Ambassador Nkulikiyimfura: The international world tolerates the FDLR as a menace to Rwanda
Amb. François Nkulikiyimfura, Rwanda’s ambassador to France, Spain, Italy, Monaco, and Portugal, has stated that the international community has not taken seriously the security danger posed by the FDLR genocidal militia, which is currently a strategic ally of the Congolese army (FARDC).
During a speech to the lower chamber of the French parliament on Wednesday, April 2, he made the remarks and emphasized that the threat originated on Rwanda’s borders.
The FDLR is a terrorist organization located in the Democratic Republic of the Congo that was founded by the survivors of the 1994 Rwandan genocide against the Tutsi.
Equipped with Kinshasa’s allies, the murderous militia joined arms with the Congolese army coalition against the AFC/M23 rebel movement with the intention of attacking Rwanda. The greatest threat to Rwanda and the area is the murderous ideology of the homicidal militia.
According to Nkulikiyimfura, Rwanda has been facing an existential threat along its border with the Democratic Republic of the Congo for the past thirty years—”and that’s 170 kilometers from our capital [Kigali].”
He noted that in order to safeguard its sovereignty and territorial integrity in the face of this threat, Rwanda had to actively and properly implement defense measures.
When discussing the nature of the threat, Nkulikiyimfura gave some background information that is crucial for Rwanda, he emphasized.
After the 1994 Genocide against the Tutsi, a 100-day atrocity in which “more than a million people were systematically massacred for the sole reason that they were born Tutsi,” he claimed, the threat became apparent.

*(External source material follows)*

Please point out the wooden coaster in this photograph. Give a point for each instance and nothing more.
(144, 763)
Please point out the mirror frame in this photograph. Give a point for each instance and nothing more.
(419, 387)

An international community that had recognized the warning signals of genocide but chose to ignore them left Rwanda in a state of misery. And those who carried out this atrocity were able to escape and seek safety in the eastern Democratic Republic of the Congo by exploiting this mindset, and occasionally even this complicity,” he continued.
“More than 30 years have passed since the militias that carried out the last genocide of the 20th century regrouped, reorganized, and rearmed in order to complete the task—that is, to return and eradicate the Tutsi.”
“FDLR continues to enjoy total impunity, protected by successive Congolese governments,” Nkulikiyimfura said, referring to the organization’s recognition as a terrorist organization by the United States and the United Nations, as well as sanctions imposed by the European Union.
“The FDLR is today a strategic ally of Kinshasa, in coalition with the Congolese armed forces.”
He stated that although the FDLR-FARDC combination poses a security risk to Rwanda, it is nevertheless accepted by the international world and the UN peacekeeping force in the Democratic Republic of the Congo (MONUSCO), “which was supposed to disarm them” but hasn’t done so for the past 25 years.
Normalized persecution of Congolese Tutsis
According to Nkulikiyimfura, even at the highest levels of the government, calls for hatred against Kinyarwanda-speaking Congolese, particularly the Tutsi, are made and supported. This opens the door for various wrongdoings, such as acts of cannibalism committed by some Congolese against their fellow Kinyarwanda-speaking citizens.
He clarified that while remarks about racial profiling generate outrage in France, they are commonplace in the Democratic Republic of the Congo, where it is considered a death sentence to have a particular appearance or to be seen as Rwandan or Tutsi.
“Shamelessly posted on social media, summary executions have become the norm,” he said.